En application du paragraphe 4(a)(iii) des Principes directeurs, le Requérant est invité à prouver que le Défendeur a enregistré et utilisé le nom de domaine litigieux de mauvaise foi. Le paragraphe 4(b) des Principes directeurs donne des exemples non exhaustifs de comportements susceptibles de constituer une telle preuve:

(i) les faits montrent que le Défendeur a enregistré ou acquis le nom de domaine essentiellement aux fins de vendre, de louer ou de céder d’une autre manière l’enregistrement de ce nom de domaine au Requérant qui est le propriétaire de la marque de produits ou de services, ou à un concurrent de celui-ci, à titre onéreux et pour un prix excédant le montant des frais qu’il peut prouver avoir déboursé en rapport direct avec ce nom de domaine;

(ii) le Défendeur a enregistré le nom de domaine en vue d’empêcher le propriétaire de la marque de produits ou de services de reprendre sa marque sous forme de nom de domaine, et est coutumier d’une telle pratique;

(iii) le Défendeur a enregistré le nom de domaine essentiellement en vue de perturber les opérations commerciales d’un concurrent; ou

(iv) en utilisant ce nom de domaine, le Défendeur a sciemment tenté d’attirer, à des fins lucratives, les utilisateurs de l’Internet sur un espace web ou autre site en ligne lui appartenant, en créant une probabilité de confusion avec la marque du Requérant en ce qui concerne la source, le commanditaire, l’affiliation ou l’approbation de son espace ou espace web ou d’un produit ou service qui y est proposé.

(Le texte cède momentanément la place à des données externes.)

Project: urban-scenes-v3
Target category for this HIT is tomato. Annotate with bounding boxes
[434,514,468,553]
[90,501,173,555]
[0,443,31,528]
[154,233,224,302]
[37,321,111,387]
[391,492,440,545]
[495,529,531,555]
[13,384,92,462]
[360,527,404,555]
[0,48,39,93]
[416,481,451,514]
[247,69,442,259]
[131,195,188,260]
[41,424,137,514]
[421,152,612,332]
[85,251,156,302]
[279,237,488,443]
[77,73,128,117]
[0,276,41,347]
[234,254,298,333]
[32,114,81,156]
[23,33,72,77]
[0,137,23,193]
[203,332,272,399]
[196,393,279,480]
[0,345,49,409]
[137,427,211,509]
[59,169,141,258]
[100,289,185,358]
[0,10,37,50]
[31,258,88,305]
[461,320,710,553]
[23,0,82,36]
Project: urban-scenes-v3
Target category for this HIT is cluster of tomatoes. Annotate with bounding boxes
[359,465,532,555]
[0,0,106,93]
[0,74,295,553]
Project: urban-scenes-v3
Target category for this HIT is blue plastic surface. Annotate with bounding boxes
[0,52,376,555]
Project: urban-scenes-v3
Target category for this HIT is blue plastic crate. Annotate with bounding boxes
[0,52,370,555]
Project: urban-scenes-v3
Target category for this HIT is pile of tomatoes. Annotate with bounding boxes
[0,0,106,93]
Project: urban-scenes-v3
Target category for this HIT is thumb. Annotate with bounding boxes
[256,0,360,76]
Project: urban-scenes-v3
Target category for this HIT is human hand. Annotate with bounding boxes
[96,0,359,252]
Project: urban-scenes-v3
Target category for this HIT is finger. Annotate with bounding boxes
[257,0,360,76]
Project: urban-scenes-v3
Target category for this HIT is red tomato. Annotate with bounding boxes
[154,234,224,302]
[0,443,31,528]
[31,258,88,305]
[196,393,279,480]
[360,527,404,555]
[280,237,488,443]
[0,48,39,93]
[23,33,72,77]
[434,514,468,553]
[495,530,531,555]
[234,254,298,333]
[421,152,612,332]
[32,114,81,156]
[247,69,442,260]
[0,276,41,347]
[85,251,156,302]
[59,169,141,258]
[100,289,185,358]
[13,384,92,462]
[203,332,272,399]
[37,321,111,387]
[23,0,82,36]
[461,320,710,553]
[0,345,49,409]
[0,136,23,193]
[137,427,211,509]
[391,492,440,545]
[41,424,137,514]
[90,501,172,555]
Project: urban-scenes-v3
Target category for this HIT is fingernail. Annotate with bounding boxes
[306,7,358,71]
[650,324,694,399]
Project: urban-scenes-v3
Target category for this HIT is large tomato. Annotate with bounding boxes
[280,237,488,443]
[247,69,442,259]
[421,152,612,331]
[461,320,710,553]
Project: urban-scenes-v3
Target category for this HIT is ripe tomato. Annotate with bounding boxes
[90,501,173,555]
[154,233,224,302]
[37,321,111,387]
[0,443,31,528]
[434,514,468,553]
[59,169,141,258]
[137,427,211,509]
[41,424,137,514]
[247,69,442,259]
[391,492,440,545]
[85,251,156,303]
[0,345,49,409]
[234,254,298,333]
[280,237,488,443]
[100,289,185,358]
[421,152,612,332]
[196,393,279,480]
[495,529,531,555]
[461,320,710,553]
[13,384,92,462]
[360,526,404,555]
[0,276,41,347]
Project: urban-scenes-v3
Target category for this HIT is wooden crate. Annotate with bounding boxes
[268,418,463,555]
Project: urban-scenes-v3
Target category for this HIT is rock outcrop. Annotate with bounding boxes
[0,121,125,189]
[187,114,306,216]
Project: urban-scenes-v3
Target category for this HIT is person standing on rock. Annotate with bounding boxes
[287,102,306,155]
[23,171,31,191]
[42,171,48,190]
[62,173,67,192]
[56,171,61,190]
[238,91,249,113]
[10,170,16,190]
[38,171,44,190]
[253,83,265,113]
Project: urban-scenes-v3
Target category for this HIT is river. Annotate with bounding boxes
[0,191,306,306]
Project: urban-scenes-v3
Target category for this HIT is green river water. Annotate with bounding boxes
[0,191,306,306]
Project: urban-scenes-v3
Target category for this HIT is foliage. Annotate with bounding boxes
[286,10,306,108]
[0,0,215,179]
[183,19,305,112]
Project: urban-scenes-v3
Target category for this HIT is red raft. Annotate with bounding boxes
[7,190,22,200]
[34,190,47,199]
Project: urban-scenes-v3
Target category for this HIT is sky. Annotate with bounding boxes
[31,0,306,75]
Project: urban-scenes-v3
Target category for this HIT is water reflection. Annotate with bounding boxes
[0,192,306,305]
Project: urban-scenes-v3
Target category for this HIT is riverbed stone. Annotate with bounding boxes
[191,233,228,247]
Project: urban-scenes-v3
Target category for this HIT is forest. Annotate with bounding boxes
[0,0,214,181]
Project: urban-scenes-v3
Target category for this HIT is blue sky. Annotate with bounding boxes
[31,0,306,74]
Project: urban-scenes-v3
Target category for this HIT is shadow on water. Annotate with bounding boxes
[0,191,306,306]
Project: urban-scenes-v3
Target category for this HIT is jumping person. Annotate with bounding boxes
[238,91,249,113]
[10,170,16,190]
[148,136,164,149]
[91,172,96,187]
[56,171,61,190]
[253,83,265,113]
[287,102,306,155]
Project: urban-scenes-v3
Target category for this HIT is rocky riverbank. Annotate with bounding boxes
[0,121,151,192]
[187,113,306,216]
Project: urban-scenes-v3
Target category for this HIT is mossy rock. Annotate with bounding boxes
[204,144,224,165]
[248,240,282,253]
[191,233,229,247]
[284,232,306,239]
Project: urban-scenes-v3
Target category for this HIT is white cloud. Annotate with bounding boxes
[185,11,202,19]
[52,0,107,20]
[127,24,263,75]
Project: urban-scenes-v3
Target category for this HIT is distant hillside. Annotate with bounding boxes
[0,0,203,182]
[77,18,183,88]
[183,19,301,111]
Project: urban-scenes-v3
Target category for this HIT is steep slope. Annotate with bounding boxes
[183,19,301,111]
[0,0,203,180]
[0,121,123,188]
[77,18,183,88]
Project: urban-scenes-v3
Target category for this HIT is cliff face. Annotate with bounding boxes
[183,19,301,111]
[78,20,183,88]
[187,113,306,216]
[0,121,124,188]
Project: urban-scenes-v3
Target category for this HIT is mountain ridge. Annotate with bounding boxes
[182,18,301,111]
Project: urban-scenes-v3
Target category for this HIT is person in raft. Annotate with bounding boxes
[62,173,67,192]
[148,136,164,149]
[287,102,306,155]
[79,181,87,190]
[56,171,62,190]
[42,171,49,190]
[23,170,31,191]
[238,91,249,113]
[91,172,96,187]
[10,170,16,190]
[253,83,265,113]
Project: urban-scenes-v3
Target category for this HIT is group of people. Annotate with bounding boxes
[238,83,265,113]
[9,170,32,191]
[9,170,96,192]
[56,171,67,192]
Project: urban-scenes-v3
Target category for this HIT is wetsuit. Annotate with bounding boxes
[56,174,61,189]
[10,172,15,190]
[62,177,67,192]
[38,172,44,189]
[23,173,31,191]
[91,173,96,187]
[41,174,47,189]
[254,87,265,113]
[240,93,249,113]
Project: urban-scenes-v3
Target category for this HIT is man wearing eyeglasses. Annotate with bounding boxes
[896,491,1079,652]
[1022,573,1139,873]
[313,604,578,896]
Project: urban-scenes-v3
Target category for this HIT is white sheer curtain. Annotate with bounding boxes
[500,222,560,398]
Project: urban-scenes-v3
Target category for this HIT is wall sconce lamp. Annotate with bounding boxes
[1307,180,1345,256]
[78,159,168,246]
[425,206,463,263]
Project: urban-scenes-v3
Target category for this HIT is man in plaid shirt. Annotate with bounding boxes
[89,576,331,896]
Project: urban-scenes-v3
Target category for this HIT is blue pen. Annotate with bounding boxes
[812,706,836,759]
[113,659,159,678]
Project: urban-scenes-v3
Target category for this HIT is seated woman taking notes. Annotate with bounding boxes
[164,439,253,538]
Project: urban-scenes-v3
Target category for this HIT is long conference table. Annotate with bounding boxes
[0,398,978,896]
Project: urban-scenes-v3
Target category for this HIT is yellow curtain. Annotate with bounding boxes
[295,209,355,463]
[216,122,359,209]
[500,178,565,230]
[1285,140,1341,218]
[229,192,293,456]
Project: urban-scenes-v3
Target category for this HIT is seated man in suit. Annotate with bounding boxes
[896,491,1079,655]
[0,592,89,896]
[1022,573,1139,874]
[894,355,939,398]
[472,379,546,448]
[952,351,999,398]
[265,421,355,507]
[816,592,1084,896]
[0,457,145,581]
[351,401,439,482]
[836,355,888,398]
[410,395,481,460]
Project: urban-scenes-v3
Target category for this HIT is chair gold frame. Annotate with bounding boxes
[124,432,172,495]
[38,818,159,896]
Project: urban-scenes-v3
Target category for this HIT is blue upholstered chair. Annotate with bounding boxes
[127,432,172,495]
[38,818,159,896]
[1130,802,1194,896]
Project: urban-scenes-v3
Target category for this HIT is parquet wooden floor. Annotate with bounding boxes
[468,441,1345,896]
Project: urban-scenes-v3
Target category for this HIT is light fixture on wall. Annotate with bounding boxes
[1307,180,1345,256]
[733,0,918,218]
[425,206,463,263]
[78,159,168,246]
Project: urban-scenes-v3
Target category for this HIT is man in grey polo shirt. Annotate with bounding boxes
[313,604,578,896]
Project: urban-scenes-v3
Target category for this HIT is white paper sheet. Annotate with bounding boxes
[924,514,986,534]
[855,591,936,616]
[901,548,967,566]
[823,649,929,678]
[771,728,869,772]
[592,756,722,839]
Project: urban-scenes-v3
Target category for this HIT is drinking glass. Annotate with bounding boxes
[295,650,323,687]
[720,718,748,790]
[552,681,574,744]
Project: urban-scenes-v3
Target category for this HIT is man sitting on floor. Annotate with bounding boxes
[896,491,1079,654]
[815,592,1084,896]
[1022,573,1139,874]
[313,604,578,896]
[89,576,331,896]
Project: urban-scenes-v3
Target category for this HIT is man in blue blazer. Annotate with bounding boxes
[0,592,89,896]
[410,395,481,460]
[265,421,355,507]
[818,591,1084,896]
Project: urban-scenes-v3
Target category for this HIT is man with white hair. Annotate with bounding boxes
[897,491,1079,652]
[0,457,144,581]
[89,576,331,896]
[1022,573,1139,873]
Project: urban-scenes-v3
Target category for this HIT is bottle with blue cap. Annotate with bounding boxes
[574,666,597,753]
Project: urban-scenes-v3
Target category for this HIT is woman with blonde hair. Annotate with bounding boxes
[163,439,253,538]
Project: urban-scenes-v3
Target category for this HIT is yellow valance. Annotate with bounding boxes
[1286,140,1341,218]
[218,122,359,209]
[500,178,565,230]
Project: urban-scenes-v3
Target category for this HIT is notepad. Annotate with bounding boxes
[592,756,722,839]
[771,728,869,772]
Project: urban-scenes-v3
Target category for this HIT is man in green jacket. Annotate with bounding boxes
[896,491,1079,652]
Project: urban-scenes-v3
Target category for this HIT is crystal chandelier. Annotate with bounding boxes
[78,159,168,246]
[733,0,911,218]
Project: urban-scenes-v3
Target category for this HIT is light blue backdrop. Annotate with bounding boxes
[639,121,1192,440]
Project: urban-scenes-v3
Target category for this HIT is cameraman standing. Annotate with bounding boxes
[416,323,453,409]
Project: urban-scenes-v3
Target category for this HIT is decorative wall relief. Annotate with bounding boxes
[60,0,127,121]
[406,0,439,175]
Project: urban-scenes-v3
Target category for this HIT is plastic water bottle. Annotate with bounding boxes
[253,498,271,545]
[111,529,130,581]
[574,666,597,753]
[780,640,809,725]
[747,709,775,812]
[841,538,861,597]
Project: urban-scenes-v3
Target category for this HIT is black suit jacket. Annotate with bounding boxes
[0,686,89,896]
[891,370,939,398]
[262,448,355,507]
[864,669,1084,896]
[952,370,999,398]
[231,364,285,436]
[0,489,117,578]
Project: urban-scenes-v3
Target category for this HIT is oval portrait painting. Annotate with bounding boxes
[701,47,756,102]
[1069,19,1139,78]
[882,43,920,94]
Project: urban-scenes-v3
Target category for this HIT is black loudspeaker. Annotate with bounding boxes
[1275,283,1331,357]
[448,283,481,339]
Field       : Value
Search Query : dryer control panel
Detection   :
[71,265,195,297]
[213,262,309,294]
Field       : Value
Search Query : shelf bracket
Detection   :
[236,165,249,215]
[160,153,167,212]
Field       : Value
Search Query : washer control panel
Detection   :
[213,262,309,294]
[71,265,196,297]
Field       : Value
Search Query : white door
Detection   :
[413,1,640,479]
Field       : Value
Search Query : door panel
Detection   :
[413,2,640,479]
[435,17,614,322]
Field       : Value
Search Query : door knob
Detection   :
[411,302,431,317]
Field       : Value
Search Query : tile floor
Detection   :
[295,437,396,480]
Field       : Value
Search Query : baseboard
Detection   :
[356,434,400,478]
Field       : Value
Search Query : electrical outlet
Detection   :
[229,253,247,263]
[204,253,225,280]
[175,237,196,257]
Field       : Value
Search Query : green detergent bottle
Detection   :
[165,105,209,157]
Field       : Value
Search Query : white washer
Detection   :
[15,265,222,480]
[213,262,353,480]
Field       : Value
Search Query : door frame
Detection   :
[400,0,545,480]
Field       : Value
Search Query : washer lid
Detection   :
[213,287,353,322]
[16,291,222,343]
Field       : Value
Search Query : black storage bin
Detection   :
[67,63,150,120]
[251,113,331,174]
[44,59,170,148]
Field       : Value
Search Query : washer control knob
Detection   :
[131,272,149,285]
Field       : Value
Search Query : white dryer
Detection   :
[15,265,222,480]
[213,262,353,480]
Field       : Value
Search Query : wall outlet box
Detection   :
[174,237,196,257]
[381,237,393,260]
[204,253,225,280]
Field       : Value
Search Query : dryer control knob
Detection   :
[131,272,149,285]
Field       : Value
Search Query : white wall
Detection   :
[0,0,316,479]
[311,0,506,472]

En l’espèce, la Commission administrative relève que le Défendeur a réservé le nom de domaine litigieux en usurpant l’identité d’une des filiales du Requérant, à savoir Bouygues Bâtiment Ile De France.

Le Requérant a par ailleurs soumis une copie d’écran montrant que le nom de domaine litigieux conduisait à une page Internet reprenant le contenu de certaines pages de son site.

De plus, la Commission administrative a examiné les copies d’emails adressés aux fournisseurs du Requérant à partir d’une adresse email incluant le nom de domaine litigieux.

La Commission administrative note que dans le domaine <bouygues-batiment.com> des enregistrements Mail Exchanger (“mx”) existent, démontrant ainsi que le nom de domaine litigieux était paramétré et prêt à être utilisé aux fins d’adresser des emails.

Ces courriels visaient à passer des commandes en se faisant passer pour l’entreprise du Requérant et ainsi tromper les fournisseurs de ce dernier à des fins d’escroquerie.

Enfin, la Commission administrative note que le Défendeur n’a pas répondu à la présente plainte pour, le cas échéant, contester les dires du Requérant.

La Commission considère ces faits comme des preuves suffisantes de la mauvaise foi du Défendeur dans l’enregistrement et l’usage du nom de domaine litigieux.

En conséquence, la Commission administrative estime que la troisième condition posée au paragraphe 4(a)(iii) des Principes directeurs est remplie.

7. Décision

Pour les motifs ci-dessus exposés et conformément aux paragraphes 4(i) des Principes directeurs et 15 des Règles d’application, la Commission administrative ordonne le transfert du nom de domaine litigieux <bouygues-batiment.com> au profit du Requérant.